Treasury signals tighter policy stance
LIVINGSTONE MARUFU AND CLOUDINE MATOLA
Finance Minister, Professor Mthuli Ncube, has signalled a tighter fiscal and monetary policy stance as the Government moves to lock in recent macroeconomic stability gains and sustain momentum towards upper-middle-income status by 2030.
The shift follows nearly two years of relative stability, marking a clear departure from the volatility that has defined much of the past decade.
Officials say a disciplined blend of fiscal consolidation, tight liquidity control and exchange rate stabilisation has begun to restore confidence, with the economy projected to grow by around 5% this year.
“Maintaining fiscal discipline, strengthening industrial competitiveness and advancing structural reforms will be essential to consolidate these achievements during the National Development Strategy 2 implementation phase, which marks the final lap towards realisation of Vision 2030.”
The external sector has also remained resilient. Strong foreign currency receipts in the fourth quarter of 2025 contributed to trade and current account surpluses, reinforcing currency and price stability, according to Treasury.
Officials say the priority now is to lock in recent gains. Government models indicate inflation will remain in single digits through 2026, even amid external pressures such as rising global fuel prices and geopolitical uncertainty.
Zimbabwe’s economy has endured repeated bouts of instability over the past decade, including episodes of hyperinflation that eroded savings and undermined business confidence.
The latest policy framework, centred on disciplined spending, constrained money supply growth and tighter exchange rate management, is designed to avoid a return to those conditions.
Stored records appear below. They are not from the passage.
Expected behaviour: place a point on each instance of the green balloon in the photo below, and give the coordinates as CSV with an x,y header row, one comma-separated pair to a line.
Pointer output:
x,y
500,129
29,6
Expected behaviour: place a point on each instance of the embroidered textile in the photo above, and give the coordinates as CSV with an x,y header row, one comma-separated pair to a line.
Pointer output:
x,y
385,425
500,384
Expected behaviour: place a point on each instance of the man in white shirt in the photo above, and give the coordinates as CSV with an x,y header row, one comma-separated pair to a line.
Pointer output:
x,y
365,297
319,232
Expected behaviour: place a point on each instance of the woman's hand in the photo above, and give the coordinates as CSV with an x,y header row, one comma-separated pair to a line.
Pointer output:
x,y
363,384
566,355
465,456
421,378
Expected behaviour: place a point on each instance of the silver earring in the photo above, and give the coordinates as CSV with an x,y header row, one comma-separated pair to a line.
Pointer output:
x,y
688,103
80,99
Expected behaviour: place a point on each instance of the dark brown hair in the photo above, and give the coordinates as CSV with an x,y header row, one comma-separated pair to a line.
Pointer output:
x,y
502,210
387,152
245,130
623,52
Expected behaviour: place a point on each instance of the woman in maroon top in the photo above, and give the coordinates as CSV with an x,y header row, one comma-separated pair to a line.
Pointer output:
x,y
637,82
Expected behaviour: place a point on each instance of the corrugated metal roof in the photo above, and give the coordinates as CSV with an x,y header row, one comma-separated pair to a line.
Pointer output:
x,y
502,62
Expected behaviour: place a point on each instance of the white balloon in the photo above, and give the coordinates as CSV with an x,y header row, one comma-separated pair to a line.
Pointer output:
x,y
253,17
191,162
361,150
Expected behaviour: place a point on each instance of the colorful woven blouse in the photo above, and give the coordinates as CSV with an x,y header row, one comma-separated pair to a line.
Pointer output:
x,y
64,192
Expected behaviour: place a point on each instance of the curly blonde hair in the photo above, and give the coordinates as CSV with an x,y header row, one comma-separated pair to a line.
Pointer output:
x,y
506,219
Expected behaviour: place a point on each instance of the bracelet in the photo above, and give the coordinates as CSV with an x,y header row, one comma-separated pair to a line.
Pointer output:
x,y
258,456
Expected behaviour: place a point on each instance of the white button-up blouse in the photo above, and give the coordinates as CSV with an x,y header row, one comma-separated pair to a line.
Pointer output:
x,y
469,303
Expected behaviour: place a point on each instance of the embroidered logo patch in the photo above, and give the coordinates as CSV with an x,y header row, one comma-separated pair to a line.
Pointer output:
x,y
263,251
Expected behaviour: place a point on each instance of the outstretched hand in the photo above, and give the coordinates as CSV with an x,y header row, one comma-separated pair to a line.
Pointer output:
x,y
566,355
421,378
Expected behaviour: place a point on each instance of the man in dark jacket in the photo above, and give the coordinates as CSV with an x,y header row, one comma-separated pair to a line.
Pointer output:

Alongside macroeconomic tightening, the government is pressing ahead with structural reforms aimed at improving the ease of doing business and supporting private-sector-led growth.
This week, Cabinet approved a sweeping review of mining licences, permits and levies, part of a broader effort to reduce production costs and improve sector competitiveness.
Acting information minister Mangaliso Ndlovu said the reforms would streamline overlapping regulatory requirements, eliminate redundant charges and lower excessive fees across the mining value chain.
“Cabinet approved the streamlining of duplicated regulatory licences, removed unnecessary levies and lowered unjustifiably high fees for the mining sector,” Ndlovu said at a post-Cabinet briefing in Harare.
The review aligns with an earlier Cabinet decision in July 2025 to implement business environment reforms across 12 sectors of the economy. Authorities say the changes are intended to reduce the cost of doing business, enhance enterprise viability and stimulate broader economic growth.
As part of the overhaul, more than 80 per cent of existing mining fees deemed reasonable will be retained, while new pricing structures will introduce differentiated fees based on operators’ capacity to pay. Artisanal and small-scale miners will pay significantly lower licence fees than large-scale operators.
The reforms also introduce new regulatory charges, including permits for gold jewellery production and registration requirements for lithium processing plants, reflecting the government’s push to expand mineral value addition.
In addition, registration fees for dealing in precious stones have been reduced and extended to a five-year payment cycle, easing compliance costs for operators.
Cabinet also reviewed broader policy and legislative issues affecting the sector, including amendments to the Mines and Minerals Act, the development of a Minerals Development Policy and the rollout of a Mining Cadastre System to improve transparency in the allocation and management of mining rights.
Authorities said strengthening regulatory oversight and formalising small-scale mining operations remain key priorities, particularly as Zimbabwe seeks to maximise returns from its mineral resources.